English Department hosts Pádraig Ó Tuama for the 8th Annual Lee Scheingold Lecture in Poetry and Poetics 

Submitted by Jonathan Isaac on
Padraig O Tuama speaking with Charles LaPorte and Molly Porter at the 8th Annual Lee Scheingold Lecture in Poetry and Poetics.
Ó Tuama, Professor Charles LaPorte, and PhD student Molly Porter

On Wednesday, April 2nd, the UW English Department had the honor of hosting celebrated poet and theologian Pádraig Ó Tuama for a public lecture as part of the 8th Annual Lee Scheingold Lecture in Poetry and Poetics.

After an introduction by Professor Charles LaPorte, who cited Ó Tuama’s exceptional ability to uncover new dimensions to familiar poems through his podcast Poetry Unbound, the audience was treated to a masterclass in engaging, thoughtful, and fundamentally humanistic poetic inquiry. 

Ó Tuama’s lecture, “You: The Lyric Address in Poetry,” poked and prodded at the deceptively complex topic of the addressed “you” in poetry. He seamlessly wove together occurrences of subway ads (“Not feeling yourself?”), neighborly invocations (“Is that you?”), text messages (“You free for a call?”), and astute analyses of poems across the centuries that invite, involve, or implicate the reader through the second-person address “you.” 

Watching Ó Tuama speak on “the electricity of what art can do with this simple pronoun,” and to do so with such clarity and tenderness, was one of the true gifts that the 2024-25 academic year has offered this particular reviewer. 

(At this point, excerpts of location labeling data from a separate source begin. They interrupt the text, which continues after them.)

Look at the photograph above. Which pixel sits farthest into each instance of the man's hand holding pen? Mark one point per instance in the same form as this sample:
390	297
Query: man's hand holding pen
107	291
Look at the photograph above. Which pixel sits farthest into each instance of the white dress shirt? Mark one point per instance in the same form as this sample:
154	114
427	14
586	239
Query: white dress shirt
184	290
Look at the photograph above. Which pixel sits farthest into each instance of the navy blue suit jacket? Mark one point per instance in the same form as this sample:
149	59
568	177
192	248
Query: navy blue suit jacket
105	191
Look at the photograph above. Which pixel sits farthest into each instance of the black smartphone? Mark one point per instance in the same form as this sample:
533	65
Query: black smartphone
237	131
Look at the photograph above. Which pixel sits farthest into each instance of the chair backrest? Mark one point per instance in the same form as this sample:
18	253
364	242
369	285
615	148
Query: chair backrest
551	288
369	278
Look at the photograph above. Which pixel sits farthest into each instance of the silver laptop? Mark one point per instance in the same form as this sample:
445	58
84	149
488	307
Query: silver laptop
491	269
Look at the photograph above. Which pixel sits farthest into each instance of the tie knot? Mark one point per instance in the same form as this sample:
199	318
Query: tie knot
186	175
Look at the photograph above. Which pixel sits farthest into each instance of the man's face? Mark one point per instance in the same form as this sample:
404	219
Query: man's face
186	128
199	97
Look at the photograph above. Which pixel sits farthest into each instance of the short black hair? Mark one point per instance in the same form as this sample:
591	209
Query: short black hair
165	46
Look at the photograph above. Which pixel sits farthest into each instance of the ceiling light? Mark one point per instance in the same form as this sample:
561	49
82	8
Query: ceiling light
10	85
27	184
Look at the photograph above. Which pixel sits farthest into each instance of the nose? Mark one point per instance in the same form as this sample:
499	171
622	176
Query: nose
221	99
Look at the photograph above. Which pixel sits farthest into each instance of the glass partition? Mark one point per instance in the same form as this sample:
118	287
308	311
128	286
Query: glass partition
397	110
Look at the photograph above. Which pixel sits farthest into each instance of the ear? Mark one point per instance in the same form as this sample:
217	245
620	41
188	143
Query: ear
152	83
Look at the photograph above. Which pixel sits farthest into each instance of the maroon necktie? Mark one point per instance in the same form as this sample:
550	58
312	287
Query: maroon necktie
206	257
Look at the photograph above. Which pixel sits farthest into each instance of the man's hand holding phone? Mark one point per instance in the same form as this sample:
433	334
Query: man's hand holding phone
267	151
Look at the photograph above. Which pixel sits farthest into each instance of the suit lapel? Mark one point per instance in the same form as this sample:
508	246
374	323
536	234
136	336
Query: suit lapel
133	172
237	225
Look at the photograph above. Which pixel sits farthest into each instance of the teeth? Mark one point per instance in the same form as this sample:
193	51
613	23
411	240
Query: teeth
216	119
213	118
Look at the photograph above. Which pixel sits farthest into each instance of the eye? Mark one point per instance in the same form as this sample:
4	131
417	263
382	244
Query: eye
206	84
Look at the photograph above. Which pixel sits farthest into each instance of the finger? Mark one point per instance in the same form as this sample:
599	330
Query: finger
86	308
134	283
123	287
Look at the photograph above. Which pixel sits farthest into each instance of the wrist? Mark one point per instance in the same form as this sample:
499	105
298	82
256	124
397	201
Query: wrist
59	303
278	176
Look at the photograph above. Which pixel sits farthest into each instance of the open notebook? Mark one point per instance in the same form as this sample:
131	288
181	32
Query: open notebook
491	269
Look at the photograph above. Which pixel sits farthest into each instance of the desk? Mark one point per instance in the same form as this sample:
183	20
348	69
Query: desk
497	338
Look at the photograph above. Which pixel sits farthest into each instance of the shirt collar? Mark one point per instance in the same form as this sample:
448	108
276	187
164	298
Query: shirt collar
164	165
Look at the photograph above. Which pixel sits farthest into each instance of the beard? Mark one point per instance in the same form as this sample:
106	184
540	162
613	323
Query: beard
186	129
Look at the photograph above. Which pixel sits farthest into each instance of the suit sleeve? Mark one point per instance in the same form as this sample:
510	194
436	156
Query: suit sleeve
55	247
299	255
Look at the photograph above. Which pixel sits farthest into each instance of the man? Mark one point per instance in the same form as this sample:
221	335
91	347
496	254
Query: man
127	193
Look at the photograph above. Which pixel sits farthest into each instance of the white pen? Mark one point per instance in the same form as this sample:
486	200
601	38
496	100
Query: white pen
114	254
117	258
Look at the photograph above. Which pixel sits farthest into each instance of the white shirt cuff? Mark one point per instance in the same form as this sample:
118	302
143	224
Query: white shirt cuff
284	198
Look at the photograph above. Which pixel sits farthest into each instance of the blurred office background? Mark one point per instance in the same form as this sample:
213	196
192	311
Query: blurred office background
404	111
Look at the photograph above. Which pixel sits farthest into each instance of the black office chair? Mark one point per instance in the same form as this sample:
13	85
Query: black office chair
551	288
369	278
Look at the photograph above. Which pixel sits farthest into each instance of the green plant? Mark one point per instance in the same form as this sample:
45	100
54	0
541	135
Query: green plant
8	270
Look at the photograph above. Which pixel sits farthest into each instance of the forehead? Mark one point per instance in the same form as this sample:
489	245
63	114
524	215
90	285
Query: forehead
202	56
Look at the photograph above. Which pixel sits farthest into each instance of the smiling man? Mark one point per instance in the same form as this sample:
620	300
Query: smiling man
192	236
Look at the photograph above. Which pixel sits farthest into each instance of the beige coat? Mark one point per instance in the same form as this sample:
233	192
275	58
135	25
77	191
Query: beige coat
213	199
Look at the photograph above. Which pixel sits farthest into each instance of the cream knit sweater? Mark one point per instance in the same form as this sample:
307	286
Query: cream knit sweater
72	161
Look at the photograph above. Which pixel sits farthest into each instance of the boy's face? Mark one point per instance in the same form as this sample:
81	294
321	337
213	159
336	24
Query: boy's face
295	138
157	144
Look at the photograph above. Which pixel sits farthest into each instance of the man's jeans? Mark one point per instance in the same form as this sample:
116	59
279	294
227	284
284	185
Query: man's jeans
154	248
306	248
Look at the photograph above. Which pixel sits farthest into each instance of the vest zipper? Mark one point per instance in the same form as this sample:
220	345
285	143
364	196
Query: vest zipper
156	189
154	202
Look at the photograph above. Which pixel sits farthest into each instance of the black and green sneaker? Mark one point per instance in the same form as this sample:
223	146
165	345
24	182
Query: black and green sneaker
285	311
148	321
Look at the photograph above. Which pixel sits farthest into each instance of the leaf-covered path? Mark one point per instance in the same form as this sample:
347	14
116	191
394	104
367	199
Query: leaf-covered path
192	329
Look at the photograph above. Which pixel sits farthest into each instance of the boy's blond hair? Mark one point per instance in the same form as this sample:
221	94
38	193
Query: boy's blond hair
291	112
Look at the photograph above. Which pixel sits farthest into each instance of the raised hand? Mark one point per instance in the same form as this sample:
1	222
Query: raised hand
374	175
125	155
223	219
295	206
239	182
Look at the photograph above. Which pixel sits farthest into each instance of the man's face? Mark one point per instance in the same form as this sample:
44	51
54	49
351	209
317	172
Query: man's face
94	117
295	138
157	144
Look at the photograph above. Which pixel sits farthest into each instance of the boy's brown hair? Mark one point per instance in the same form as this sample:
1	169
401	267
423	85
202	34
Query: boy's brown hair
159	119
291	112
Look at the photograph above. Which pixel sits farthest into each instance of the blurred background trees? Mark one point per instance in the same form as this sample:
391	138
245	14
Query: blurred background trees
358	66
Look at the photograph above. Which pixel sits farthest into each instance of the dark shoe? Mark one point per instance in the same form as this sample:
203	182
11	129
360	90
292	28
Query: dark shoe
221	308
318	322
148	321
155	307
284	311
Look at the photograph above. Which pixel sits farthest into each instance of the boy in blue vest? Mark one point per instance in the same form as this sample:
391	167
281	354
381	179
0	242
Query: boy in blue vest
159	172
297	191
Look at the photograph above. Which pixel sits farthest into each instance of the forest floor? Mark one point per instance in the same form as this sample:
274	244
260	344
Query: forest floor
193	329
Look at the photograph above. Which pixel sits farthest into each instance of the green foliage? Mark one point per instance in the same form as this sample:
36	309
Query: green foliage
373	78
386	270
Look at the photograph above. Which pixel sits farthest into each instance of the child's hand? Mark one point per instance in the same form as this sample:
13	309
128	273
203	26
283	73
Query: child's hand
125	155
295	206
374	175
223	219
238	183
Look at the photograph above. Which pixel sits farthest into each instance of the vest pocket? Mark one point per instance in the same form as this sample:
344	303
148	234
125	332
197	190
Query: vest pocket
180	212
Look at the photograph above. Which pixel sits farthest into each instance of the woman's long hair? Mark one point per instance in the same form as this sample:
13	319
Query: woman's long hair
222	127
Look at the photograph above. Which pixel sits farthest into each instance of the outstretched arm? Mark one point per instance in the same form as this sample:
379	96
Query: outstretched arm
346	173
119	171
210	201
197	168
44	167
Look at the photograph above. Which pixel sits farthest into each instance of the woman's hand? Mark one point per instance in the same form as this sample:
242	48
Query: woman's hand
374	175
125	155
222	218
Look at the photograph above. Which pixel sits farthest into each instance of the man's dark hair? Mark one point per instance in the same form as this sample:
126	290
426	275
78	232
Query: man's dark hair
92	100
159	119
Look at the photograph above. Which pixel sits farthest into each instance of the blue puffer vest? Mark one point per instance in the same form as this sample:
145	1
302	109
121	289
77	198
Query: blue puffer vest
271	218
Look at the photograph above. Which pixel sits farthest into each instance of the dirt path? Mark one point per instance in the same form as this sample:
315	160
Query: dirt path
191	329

Among other recurring motifs, Ó Tuama worked around the idea that poetry does not exist to do the difficult work of being in relation with the world (see: “poetry will save us”), but rather that we are there to do the work in response to and in an engagement with poetry. He read Iraqi-American Dunya Mikhail’s poem “My Poem Will Not Save You” precisely to illustrate this point. Mikhail’s imagery of the ruins left behind by war is punctuated at its climax with the lines “I am sorry / my poem will not save you.” Likewise, Lorna Goodison’s “This is a Hymn” points a condemnatory finger at the “you” who walks by suffering: "This is a hymn / for all recommending / a bootstrap as a way / to rise with effort / on your part. This is a hymn / may it renew what passes for your heart.” Electrified by such provocations from Ó Tuama, murmurs denoting impact rippled through the crowd. 

Beyond Mikhail and Goodison, O Tuama drew from Nicole Sealey’s “Object Permanence,” Paul Celan’s “Psalm,” Rilke’s “To Lou Andreas-Salome,” Claudia Rankine and Beth Loffreda’s “On Whiteness and the Racial Imaginary,” and his own poetry in a recently-published collection, Kitchen Hymns

Following the reading, attendees were treated to an exceptional Q&A. PhD student Molly Porter opened the session by reflecting on the motif of questions that pervades Ó Tuama’s work, asking, “what makes a good question for you?” Replied our guest: a good question “knows that it is exploring something it does not know.” And the questions that followed, almost exclusively from our fine UW students, would thus qualify as excellent questions. Ó Tuama demonstrated true care in responding to students, and this reviewer took much from this example of public pedagogy to use in his own classroom with invariably less success than Ó Tuama. 

Lee Scheingold and Charles LaPorte at the 8th Annual Lee Scheingold Lecture in Poetry and Poetics.
Lee Scheingold and Professor Charles LaPorte

For all of this, we have Lee Scheingold to thank. Lee's dedication to the twin pursuits of “words, and loving people” has been readily apparent since she shared these words at the first inaugural Lecture in 2018. Her commitment to providing space for poetry and poetics within the broader UW community reflects the words of English Department Chair Habiba Ibrahim, who opened the event with the invocation that:

poetry has a remarkably transformative power that belongs to the world. It belongs to everyday life. It belongs to the way that we live as we go about the quotidian aspects of our days. It’s not something that belongs in an ivory tower. It’s not something that belongs in a collection of books that only a few can reach. It’s not something that belongs in the hands of an elite. It’s something that belongs to all of us. And I have so much appreciation for Lee Scheingold for making occasion every year for us to luxuriate in that fact, remember it, to appreciate that poetry belongs to us. 

We are no doubt richer for being able to gather annually for the Lee Scheingold Lecture in Poetry and Poetics. Thanks to Lee, to Padraig, to Habiba and Charles and Molly, to Karen Wennerstrom and Rhema Hokama for the photos, to front office administrator Karla Tofte for the coordination, and to all who attended!